Ron Padgett, le poète américain, traverse l’atlantique pour marcher dans les traces de Pierre Reverdy, le poète français, qu’il a beaucoup traduit. Après la maison de naissance, à Narbonne, c’est vers le hameau de Moussoulens et la ferme dite « le Borio de Blanc », l’endroit où Pierre Reverdy vécu ses vingt premières années, que se rend le poète américain. Là il y rencontre les Loisel, qui ont racheté l’endroit, il y photographie l’arbre sur les racines duquel le jeune Pierre s’asseyait, il entre dans la chambre qui fut la sienne. Le lendemain il prévoit d’aller à Paris par le train.
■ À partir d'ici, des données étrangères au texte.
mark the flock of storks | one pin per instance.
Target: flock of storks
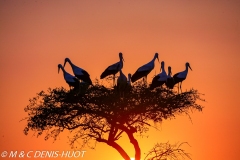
(82, 76)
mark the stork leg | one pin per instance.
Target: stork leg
(181, 86)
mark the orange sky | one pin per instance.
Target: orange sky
(37, 35)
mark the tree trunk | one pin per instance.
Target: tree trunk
(136, 145)
(117, 147)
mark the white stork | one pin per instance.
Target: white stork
(71, 80)
(144, 70)
(122, 83)
(79, 72)
(113, 69)
(170, 81)
(181, 76)
(159, 79)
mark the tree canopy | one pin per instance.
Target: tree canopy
(100, 114)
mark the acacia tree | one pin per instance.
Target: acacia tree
(100, 114)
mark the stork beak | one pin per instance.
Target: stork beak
(64, 63)
(190, 67)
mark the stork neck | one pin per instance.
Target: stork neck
(186, 69)
(70, 62)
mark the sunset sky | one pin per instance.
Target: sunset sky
(35, 36)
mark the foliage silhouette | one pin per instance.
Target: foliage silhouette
(99, 114)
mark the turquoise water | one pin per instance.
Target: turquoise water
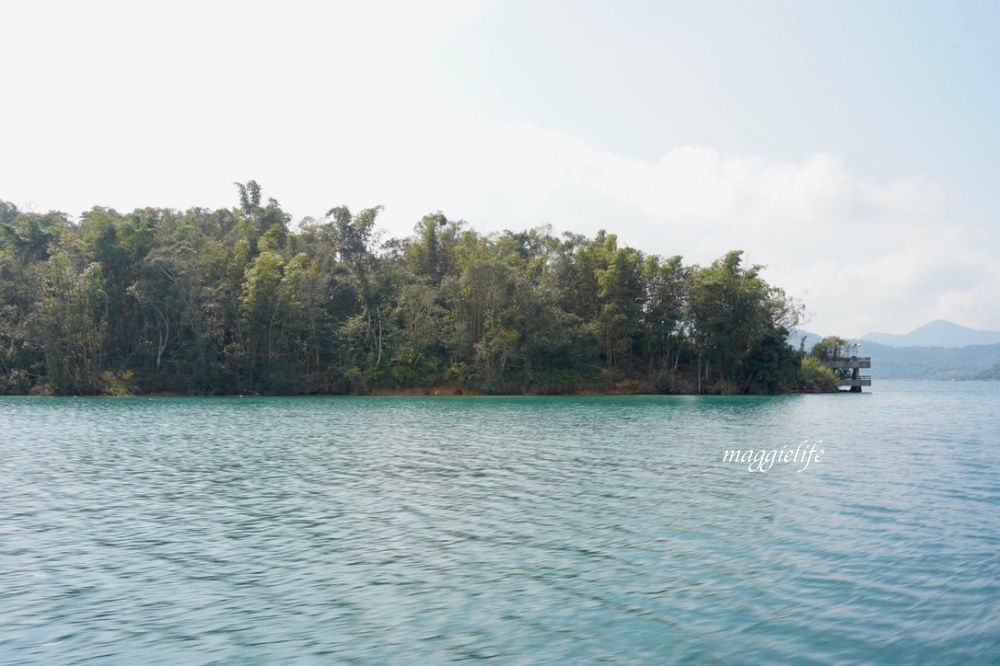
(526, 530)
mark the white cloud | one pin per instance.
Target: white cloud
(329, 104)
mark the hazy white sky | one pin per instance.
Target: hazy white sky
(852, 147)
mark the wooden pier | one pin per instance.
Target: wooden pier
(855, 364)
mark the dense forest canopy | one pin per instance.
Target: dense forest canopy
(239, 301)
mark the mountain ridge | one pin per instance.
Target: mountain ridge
(937, 333)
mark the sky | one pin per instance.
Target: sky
(850, 147)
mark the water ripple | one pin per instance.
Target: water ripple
(382, 531)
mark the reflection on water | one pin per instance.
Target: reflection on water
(531, 530)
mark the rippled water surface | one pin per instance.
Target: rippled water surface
(528, 530)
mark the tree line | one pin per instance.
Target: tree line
(241, 301)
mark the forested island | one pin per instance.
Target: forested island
(237, 301)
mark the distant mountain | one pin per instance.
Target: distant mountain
(980, 361)
(938, 333)
(972, 362)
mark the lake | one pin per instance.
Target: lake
(525, 530)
Mais on annonce une grève. Donc il prend la route vers le nord. Il passe par Tours, qui n’est pas loin du Mans, qui est à deux pas de Solesmes où le poète trouva refuge de 1926 jusqu’à sa mort en 1960. Et où vit encore sa femme (nous sommes en 1982)… Peut-être la rencontrera-t-il?
Reverdy a dit
« Il faut tenter de vivre » –
L’expression d’un homme
qui n’a pas aimé
ou n’a pas été aimé
assez. Un petit rectangle
de lumière s’étale sur la plancher
et sa chaussure
a étincelé quand elle l’a traversé.
Sa femme était cachée
dans la cuisine, sa maîtresse
cachée dans la célébrité
et son Dieu juste caché.
Pierre a ouvert la porte de la cuisine,
la trappe de la célébrité
et la petite porte de la cathédrale
mais il n’y avait rien,
et quand il a ouvert son cœur
il a trouvé seulement un rectangle
de soleil sur le plancher.
Mais ça suffisait.
La chambre de Pierre est bien une sorte d’enquête. Quelque chose y est cherché. Mais sans que ce quelque chose ne prenne a priori, dans l’esprit de celui qui cherche, une forme déterminée, une concrétude qui puisse alors s’apparenter à un but, une finalité. Ça cherche, on sait qu’on cherche, mais sans savoir quoi. Un peu en somme comme le Reverdy de Solesmes qui y vint, « en libre-penseur », chercher Dieu. La chambre de Pierre, c’est, à côté de cette volonté de confronter le mot à la chose, de vérifier dans la seconde la fondation du premier, la découverte émerveillée d’une parenté, par delà le temps et les langues, qui est celle de la poésie. Et c’est ainsi, tout naturellement, que le « simple » récit d’un voyage d’un poète à la recherche des traces d’un autre poète, La chambre de Pierre, se résout (se résout vraiment, à la façon d’un soluté) dans le poème.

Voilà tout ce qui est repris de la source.